Contrary To Conventional Wisdom, Some Virusoids Do Produce Proteins

(Posted on Saturday, April 22, 2023)

It’s axiomatic in reviews of virusoids that they are small circular RNAs that do not encode any proteins. Studies with the virusoid known as small circular satellite of rice yellow mottle virus (scRYMV) challenge this notion: not only does the virusoid produce proteins from its positive (+) strand RNA, it may also produce proteins from its negative (-) strand RNA, which is used as a template during replication. This opens the much broader possibility that other virusoids produce peptides and proteins of varying descriptions. As we shall soon see, that is certainly true of the virusoid most directly involved in human disease, the hepatitis delta virusoid.
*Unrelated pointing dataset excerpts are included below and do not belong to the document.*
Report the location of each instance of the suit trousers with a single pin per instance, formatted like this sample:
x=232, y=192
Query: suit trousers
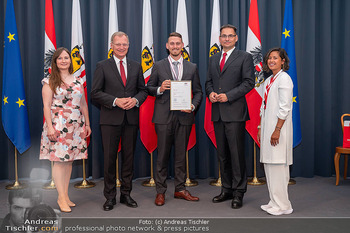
x=230, y=151
x=277, y=178
x=111, y=134
x=172, y=134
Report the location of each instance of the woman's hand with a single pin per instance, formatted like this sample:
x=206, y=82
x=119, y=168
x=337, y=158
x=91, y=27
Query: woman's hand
x=52, y=134
x=87, y=130
x=275, y=137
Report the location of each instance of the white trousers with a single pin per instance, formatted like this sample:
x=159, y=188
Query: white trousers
x=277, y=178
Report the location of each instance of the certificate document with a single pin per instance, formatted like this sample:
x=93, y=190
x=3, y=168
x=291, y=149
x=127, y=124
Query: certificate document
x=180, y=95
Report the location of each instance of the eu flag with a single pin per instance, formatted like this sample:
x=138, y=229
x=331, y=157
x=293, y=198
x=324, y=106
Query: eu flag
x=288, y=44
x=14, y=106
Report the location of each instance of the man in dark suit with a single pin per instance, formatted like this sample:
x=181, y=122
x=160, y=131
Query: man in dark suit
x=230, y=76
x=119, y=88
x=173, y=127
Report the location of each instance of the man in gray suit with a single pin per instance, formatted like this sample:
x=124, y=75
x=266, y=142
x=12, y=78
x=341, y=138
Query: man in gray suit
x=119, y=88
x=173, y=127
x=230, y=76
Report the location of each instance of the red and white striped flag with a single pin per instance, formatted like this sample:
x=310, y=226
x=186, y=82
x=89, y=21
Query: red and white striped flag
x=112, y=23
x=147, y=131
x=77, y=46
x=50, y=38
x=214, y=48
x=182, y=28
x=254, y=97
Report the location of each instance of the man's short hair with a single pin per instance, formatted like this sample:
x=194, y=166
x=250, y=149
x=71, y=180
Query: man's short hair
x=228, y=26
x=176, y=34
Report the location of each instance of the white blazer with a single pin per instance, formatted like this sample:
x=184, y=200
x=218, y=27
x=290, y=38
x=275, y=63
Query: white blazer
x=279, y=105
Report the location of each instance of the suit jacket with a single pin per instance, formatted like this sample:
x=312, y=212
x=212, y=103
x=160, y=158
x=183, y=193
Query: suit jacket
x=161, y=72
x=236, y=79
x=108, y=85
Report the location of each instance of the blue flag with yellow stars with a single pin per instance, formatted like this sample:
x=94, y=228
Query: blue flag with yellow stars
x=288, y=44
x=14, y=105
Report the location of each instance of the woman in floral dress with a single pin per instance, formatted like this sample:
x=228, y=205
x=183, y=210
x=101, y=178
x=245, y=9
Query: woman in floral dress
x=66, y=124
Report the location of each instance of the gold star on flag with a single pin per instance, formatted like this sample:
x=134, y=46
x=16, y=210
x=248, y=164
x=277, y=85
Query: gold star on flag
x=20, y=102
x=5, y=100
x=11, y=37
x=286, y=33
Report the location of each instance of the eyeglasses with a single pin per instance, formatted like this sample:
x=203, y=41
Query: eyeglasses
x=231, y=36
x=121, y=45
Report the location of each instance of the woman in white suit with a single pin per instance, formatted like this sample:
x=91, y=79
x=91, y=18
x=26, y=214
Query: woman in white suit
x=275, y=132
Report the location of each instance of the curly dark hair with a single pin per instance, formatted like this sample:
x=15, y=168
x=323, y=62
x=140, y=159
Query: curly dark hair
x=283, y=55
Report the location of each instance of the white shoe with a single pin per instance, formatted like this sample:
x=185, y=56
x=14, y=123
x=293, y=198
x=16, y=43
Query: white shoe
x=265, y=207
x=276, y=212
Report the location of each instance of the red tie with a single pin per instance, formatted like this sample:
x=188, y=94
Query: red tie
x=222, y=63
x=122, y=72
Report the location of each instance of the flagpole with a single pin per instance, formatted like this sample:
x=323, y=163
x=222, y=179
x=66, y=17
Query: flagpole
x=84, y=184
x=189, y=182
x=255, y=180
x=118, y=183
x=150, y=182
x=51, y=184
x=16, y=185
x=217, y=182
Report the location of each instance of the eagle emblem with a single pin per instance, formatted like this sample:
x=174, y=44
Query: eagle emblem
x=185, y=54
x=146, y=59
x=47, y=62
x=77, y=59
x=214, y=49
x=257, y=60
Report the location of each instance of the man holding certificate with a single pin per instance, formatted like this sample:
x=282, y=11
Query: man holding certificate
x=176, y=85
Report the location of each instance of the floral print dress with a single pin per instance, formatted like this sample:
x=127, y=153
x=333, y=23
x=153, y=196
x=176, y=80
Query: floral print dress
x=68, y=120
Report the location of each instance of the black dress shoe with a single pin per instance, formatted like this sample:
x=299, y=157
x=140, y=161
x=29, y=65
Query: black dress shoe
x=127, y=200
x=108, y=205
x=222, y=197
x=237, y=202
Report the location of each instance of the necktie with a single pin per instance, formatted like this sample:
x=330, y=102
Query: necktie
x=122, y=72
x=222, y=63
x=176, y=69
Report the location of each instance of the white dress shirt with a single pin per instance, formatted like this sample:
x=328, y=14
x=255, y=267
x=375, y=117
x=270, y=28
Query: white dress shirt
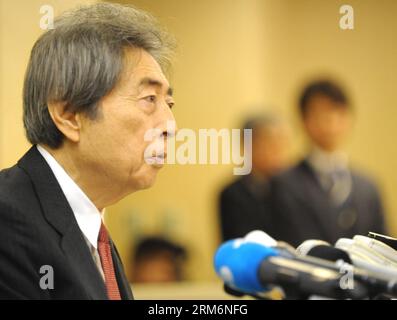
x=88, y=217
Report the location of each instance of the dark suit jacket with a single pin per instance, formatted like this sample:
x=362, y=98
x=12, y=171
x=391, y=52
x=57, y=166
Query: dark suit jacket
x=38, y=228
x=242, y=209
x=304, y=211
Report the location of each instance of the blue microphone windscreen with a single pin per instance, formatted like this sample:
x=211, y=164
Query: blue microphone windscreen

Viroids & Virusoids: What are they?

Viroids and virusoids are some of the smallest transmissible pathogens discovered thus far. They are tiny strands of circular RNA roughly between 220 and 450 nucleotides long — for reference, SARS-CoV-2 clocks in at 30,000 nucleotides. What sets the two apart is the fact that virusoids require a helper virus to infect and replicate, whereas viroids do not. Helper viruses also provide virusoids with a protein coat, which helps keep them safe and facilitates entry into host cells. Some viroids and most virusoids have the unusual feature that their RNA includes a section that has catalytic activity, known as a ribozyme. Essentially, it is RNA that, instead of encoding a protein to do a job, does that job itself. In the case of viroids and virusoids, the ribozymes help cleave and occasionally rejoin the circular RNA genomes during replication.
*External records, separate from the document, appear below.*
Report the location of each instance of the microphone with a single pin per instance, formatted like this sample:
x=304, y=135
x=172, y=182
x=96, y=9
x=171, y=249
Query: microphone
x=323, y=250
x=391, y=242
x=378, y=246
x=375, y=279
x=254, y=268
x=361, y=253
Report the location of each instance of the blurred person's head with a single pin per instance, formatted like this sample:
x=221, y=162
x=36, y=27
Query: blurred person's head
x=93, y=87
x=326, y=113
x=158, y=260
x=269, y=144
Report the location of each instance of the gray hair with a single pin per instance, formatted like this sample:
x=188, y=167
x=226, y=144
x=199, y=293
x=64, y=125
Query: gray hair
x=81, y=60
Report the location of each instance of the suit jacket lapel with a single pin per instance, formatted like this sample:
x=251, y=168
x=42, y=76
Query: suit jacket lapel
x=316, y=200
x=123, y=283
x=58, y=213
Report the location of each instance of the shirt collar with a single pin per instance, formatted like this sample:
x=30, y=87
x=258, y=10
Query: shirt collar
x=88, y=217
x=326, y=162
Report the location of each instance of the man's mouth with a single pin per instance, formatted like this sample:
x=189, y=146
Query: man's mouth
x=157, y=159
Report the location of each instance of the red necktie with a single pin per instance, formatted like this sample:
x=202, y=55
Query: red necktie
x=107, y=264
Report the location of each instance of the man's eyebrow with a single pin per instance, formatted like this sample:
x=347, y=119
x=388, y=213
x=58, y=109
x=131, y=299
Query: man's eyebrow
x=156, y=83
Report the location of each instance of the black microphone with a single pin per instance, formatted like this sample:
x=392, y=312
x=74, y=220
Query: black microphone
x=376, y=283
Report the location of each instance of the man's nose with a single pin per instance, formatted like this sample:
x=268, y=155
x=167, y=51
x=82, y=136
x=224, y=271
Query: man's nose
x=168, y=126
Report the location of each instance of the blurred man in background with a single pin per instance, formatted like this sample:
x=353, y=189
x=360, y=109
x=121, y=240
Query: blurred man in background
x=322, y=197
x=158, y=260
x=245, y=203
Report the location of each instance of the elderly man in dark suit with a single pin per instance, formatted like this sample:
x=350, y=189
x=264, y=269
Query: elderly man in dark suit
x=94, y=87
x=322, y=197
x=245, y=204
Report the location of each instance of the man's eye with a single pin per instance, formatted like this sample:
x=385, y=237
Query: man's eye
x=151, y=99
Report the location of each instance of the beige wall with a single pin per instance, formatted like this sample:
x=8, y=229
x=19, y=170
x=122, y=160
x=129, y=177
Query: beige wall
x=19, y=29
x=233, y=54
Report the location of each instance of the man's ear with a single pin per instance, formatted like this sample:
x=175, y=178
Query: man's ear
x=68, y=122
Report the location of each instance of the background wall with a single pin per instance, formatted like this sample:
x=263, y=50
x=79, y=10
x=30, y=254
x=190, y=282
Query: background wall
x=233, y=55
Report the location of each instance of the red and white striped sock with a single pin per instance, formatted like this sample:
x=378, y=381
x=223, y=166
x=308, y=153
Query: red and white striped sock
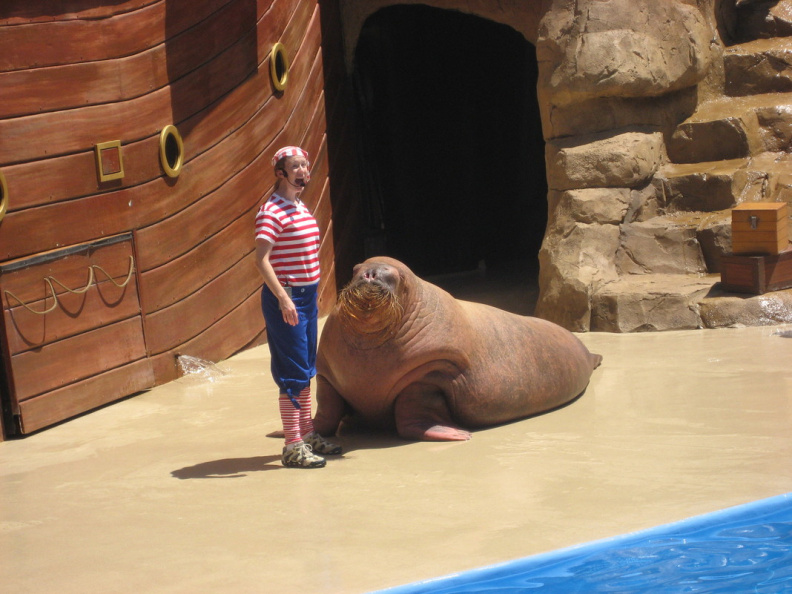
x=290, y=417
x=306, y=423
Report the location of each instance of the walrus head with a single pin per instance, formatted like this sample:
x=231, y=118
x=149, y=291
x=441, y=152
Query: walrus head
x=370, y=305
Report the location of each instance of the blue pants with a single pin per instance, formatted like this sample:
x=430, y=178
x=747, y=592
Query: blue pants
x=292, y=348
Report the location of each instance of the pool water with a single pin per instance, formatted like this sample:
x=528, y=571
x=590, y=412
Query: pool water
x=741, y=549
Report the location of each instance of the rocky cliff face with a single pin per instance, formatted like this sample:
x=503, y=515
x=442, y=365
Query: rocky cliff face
x=657, y=123
x=659, y=117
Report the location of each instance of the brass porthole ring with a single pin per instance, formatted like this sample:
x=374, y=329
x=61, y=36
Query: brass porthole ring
x=279, y=66
x=171, y=151
x=3, y=196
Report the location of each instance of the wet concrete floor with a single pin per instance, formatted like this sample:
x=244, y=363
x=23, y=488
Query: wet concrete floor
x=181, y=490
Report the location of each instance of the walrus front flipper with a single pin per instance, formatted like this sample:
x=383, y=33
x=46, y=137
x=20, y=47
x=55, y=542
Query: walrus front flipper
x=422, y=414
x=330, y=408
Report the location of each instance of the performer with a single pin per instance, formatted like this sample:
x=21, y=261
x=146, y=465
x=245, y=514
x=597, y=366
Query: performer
x=287, y=255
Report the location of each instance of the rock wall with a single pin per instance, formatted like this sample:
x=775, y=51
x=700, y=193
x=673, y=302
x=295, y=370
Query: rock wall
x=658, y=117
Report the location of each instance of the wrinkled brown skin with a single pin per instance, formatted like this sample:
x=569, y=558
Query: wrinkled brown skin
x=448, y=363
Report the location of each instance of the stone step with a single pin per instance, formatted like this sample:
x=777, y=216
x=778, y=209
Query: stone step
x=757, y=19
x=719, y=185
x=734, y=127
x=707, y=187
x=656, y=302
x=758, y=67
x=679, y=243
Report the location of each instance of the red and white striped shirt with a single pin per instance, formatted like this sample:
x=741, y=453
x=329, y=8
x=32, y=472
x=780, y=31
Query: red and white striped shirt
x=294, y=235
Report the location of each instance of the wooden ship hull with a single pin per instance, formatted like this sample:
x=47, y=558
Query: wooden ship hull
x=121, y=247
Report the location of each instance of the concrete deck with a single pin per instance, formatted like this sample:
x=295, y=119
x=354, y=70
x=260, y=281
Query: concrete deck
x=180, y=489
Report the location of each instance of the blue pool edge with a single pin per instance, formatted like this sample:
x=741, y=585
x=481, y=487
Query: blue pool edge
x=743, y=513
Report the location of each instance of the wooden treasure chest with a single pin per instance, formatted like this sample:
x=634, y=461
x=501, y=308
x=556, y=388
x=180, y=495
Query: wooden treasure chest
x=761, y=259
x=759, y=228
Discovery of Open Reading Frames

When Abouhaidar et al. first discovered and described the virusoid associated with rice yellow mottle virus, they noticed that it contained various possible open reading frames (ORFs) in its genetic sequence. Open reading frames are segments of RNA that have the potential to be translated into proteins. They are flanked on one side by a “start codon” and on the other end by a “stop codon”. These codons, each made up of three nucleotides, help tell the ribosome —the protein-producing machinery in cells— where to begin and where to end. The RNA between the two codons is turned into a protein.

Virusoids replicate via rolling-circle replication (Figure 1). Replication of this kind involves the formation of a long chain of negative (-) strand RNAs, known as a concatemer. Each negative-strand RNA is a mirror image of the original, positive-strand genome. The long chain of negative-strand RNAs is then cut up into unit-length segments, either by the ribozymes contained within the virusoid RNA or by host and viral polymerases. Finally, the negative strands are then used as templates for the production of new positive (+) strands, completing replication.

Abouhaidar and his colleagues found that the (-) strand contains three small open reading frames. The (+) strand also contains two or even three, totally overlapping open reading frames. Curiously, the start codon in the positive strand, made up of the three nucleotides AUG, is embedded right between two stop codons: UGAUGA. Changing reading frames switches the sequence from a start codon to back-to-back stop codons: UGA UGA.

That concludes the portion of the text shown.